Don’t sit on that rubbish mortgage rate for a second longer than you need to.
I’m not a huge fan of feeling the need to do something just because loads of other people are doing it.
But when it comes to remortgaging, I will make an exception.
According to the latest figures from trade body UK Finance, there were 16,810 new remortgage deals taken out in March.
That’s up by 9.1% from the same month a year ago, a massive annual jump, and up by 4.1% from February.
It’s notable that the vast majority – 15,030 – were pound-for-pound remortgages, meaning there was no additional borrowing, with remortgaging growing year-on-year for the twelfth straight month.
Indeed, the level of remortgaging activity is so sharp that Andrew Montlake, director of broker Coreco, suggested that it had “gone off the Richter scale”.
Why buy now?
This rise in remortgaging is particularly notable when you compare it to what’s happening elsewhere in the mortgage market.
According to those same UK Finance figures, there were just 28,800 new first-time buyer mortgages in the month, down 2.4% on last year.
That’s the first annual fall in first-time buyers since last September, while the number of mortgages for home movers dropped by 6% over the same period.
And as for buy-to-let, there were just 5,000 new deals for purchases in March, down by 9.1% on the same point last year.
However, landlords are also keen to remortgage, with buy-to-let remortgages up 3.9%.
Why remortgage now?
It’s time to mention the ‘B’ word.
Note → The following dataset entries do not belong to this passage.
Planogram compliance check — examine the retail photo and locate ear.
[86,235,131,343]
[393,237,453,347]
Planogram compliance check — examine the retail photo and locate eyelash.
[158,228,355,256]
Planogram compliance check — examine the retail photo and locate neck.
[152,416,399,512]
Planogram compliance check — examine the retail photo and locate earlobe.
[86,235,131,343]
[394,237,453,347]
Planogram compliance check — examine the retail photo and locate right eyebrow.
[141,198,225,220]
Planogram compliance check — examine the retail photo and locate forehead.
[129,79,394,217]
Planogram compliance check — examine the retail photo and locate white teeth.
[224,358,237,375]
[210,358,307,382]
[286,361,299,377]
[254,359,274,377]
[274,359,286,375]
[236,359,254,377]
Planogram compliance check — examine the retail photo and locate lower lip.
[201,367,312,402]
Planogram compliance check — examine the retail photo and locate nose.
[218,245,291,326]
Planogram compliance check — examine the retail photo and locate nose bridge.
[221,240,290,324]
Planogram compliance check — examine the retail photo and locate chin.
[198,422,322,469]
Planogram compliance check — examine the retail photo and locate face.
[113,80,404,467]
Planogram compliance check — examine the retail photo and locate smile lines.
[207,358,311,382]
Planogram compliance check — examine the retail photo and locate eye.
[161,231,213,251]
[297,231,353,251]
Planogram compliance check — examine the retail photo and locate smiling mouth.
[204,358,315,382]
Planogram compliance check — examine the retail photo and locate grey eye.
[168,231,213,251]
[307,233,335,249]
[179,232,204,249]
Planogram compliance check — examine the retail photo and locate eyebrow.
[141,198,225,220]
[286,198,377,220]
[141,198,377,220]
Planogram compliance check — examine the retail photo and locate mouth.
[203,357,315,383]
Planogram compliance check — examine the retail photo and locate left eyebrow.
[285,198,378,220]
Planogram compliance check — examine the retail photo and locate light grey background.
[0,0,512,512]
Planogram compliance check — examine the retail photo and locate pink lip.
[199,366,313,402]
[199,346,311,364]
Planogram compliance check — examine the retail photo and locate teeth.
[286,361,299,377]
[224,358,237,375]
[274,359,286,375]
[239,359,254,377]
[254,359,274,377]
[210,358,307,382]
A big driver in remortgage business appears to be the never-ending saga that is the UK’s exit from the European Union.
It’s not hard to understand why.
Whether you’re a remainer, leaver or just sick of the whole bloody thing, there remains huge uncertainty about just what is going on and how our economy will react to Brexit if and when it actually happens.
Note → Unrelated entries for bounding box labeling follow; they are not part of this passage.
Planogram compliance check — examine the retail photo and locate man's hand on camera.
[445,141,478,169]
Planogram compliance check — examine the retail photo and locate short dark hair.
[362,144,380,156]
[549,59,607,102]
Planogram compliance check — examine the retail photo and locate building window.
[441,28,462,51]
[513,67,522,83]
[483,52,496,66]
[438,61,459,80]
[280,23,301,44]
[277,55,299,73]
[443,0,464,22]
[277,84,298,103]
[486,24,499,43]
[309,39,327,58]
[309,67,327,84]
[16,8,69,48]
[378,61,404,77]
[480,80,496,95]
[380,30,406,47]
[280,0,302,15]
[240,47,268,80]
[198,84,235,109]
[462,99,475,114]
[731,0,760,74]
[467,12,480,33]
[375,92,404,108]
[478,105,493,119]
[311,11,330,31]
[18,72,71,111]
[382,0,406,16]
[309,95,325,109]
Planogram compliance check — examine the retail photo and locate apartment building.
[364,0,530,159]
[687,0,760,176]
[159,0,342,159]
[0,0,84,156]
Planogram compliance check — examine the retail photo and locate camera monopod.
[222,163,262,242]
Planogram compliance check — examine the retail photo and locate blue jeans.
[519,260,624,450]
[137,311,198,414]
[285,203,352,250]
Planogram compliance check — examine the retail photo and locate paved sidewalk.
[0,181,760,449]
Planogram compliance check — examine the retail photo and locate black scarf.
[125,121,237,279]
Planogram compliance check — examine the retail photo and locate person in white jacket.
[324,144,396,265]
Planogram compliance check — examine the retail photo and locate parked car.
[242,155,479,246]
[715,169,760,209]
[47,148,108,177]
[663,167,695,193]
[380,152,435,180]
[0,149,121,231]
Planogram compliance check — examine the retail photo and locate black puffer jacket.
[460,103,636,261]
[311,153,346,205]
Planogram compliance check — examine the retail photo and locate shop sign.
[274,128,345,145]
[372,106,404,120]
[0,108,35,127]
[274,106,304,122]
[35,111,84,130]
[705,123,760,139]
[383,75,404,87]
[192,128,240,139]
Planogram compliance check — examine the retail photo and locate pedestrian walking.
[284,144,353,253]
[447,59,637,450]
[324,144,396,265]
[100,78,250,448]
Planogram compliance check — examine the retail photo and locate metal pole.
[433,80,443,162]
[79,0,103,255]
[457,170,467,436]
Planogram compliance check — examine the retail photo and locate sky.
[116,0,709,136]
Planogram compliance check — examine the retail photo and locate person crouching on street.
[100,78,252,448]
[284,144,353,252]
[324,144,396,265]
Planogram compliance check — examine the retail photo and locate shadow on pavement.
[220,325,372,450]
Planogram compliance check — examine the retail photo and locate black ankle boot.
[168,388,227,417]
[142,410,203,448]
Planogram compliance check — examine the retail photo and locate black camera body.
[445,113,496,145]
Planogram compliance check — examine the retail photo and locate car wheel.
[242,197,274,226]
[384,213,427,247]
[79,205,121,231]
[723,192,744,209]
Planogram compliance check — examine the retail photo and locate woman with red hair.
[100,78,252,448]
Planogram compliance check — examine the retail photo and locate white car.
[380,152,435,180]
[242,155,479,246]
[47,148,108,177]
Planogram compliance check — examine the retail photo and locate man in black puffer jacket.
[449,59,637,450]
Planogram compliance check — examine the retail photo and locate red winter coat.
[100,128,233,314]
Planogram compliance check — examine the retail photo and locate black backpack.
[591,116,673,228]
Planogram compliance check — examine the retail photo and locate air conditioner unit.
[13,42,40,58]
And while it might be tempting to scoff at the idea that this uncertainty is really making a difference, plenty of property experts argue that it is, whether it’s would-be buyers putting off purchases until after the process is complete to borrowers looking to remortgage to a cheaper – and more stable – deal.
After all, if you’re worried that interest rates are likely to rise in the months to come, why wouldn’t you look to protect yourself from the potential bill shock by moving to a new rate?
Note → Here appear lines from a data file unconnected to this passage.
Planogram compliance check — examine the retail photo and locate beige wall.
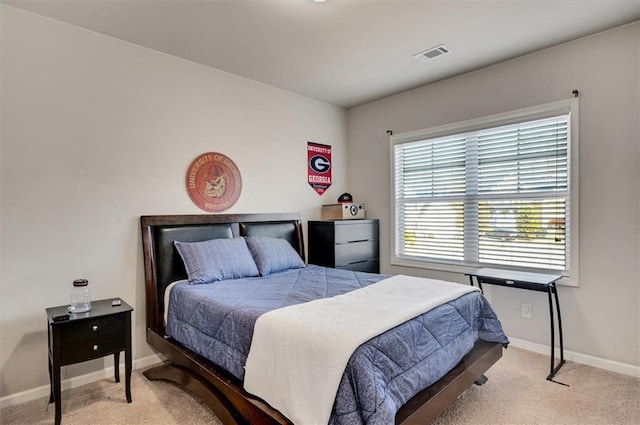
[0,6,346,396]
[347,23,640,370]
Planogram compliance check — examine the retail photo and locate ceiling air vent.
[413,44,451,62]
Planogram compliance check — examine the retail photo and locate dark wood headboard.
[140,213,304,335]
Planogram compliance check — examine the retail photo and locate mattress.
[166,266,508,424]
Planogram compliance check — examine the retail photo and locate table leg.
[53,359,62,425]
[547,286,556,380]
[554,287,564,362]
[47,354,54,403]
[113,351,120,382]
[124,314,132,403]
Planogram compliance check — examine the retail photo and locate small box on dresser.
[307,219,380,273]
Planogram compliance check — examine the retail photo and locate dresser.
[307,219,380,273]
[46,298,133,425]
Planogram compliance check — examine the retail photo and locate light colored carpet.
[0,347,640,425]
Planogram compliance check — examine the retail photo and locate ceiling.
[1,0,640,108]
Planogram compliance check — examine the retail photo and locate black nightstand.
[46,298,133,425]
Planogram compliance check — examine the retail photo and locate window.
[391,99,578,280]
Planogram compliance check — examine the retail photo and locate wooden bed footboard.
[144,329,502,425]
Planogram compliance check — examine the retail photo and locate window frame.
[389,97,580,287]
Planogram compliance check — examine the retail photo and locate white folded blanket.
[244,275,478,425]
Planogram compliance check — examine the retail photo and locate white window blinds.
[392,105,571,271]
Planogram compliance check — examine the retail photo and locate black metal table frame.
[465,272,566,385]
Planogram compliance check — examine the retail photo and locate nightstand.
[46,298,133,425]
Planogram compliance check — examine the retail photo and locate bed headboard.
[140,213,304,335]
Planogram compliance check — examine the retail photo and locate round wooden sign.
[187,152,242,212]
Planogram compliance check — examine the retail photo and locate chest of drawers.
[307,219,380,273]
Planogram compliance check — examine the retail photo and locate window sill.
[391,257,579,288]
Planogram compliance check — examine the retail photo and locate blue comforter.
[167,266,508,425]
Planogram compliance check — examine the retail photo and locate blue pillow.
[247,236,306,276]
[174,238,258,285]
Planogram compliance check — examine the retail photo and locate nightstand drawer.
[335,221,378,244]
[335,240,378,267]
[60,331,126,366]
[60,314,125,342]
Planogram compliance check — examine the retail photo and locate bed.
[141,213,506,424]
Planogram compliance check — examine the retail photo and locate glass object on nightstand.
[68,279,91,313]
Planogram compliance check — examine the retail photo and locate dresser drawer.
[334,221,378,244]
[60,329,126,366]
[60,314,125,342]
[336,260,380,273]
[335,240,378,267]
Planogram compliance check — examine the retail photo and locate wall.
[0,6,346,396]
[347,23,640,368]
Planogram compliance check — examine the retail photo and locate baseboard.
[509,337,640,378]
[0,338,640,409]
[0,354,163,409]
Of course, there are also plenty of borrowers on their lender’s standard variable rates (SVR).
These are the deals you move onto once your initial fixed or tracker rate comes to an end, and is usually far more expensive than your initial deal, typically costing around 4.5%.
Which? reckons that as many as one in four households are on the SVR – that’s millions of people shelling out a fortune on a rubbish mortgage deal who are prime candidates for remortgaging.
All it takes is the realisation that they could save a few quid by switching to a new deal.
What type of deal should I remortgage to?
Of course the type of deal you should remortgage to will depend significantly on your circumstances.
Personally, I’ve long been an advocate of longer fixed rates – each of the three mortgage deals I’ve taken out since first purchasing a property have been five-year fixed rates.
Yes, you pay a bit of a premium in terms of a slightly higher rate than a short-term fixed rate, but the certainty of knowing precisely how much your monthly bills will be for a longer period has always seemed worth it.
Besides, you also cut out the additional costs of having to remortgage more frequently – such as product fees – that would be incurred if you went for a two-year fixed deal.
I’m clearly not the only one that thinks so either. A host of brokers have reported a growing number of borrowers are opting for longer fixed-rate deals, in some cases for as long as ten years.
Online broker Habito said it had seen the number of ten-year deals taken out over the last year jump a whopping 68%.
So not only are loads of people getting on board the remortgage train, they are also generally going for stability in the form of long-term fixed rate deals when they do so.
*This article contains affiliate links, which means we may receive a commission on any sales of products or services we write about. This article was written completely independently.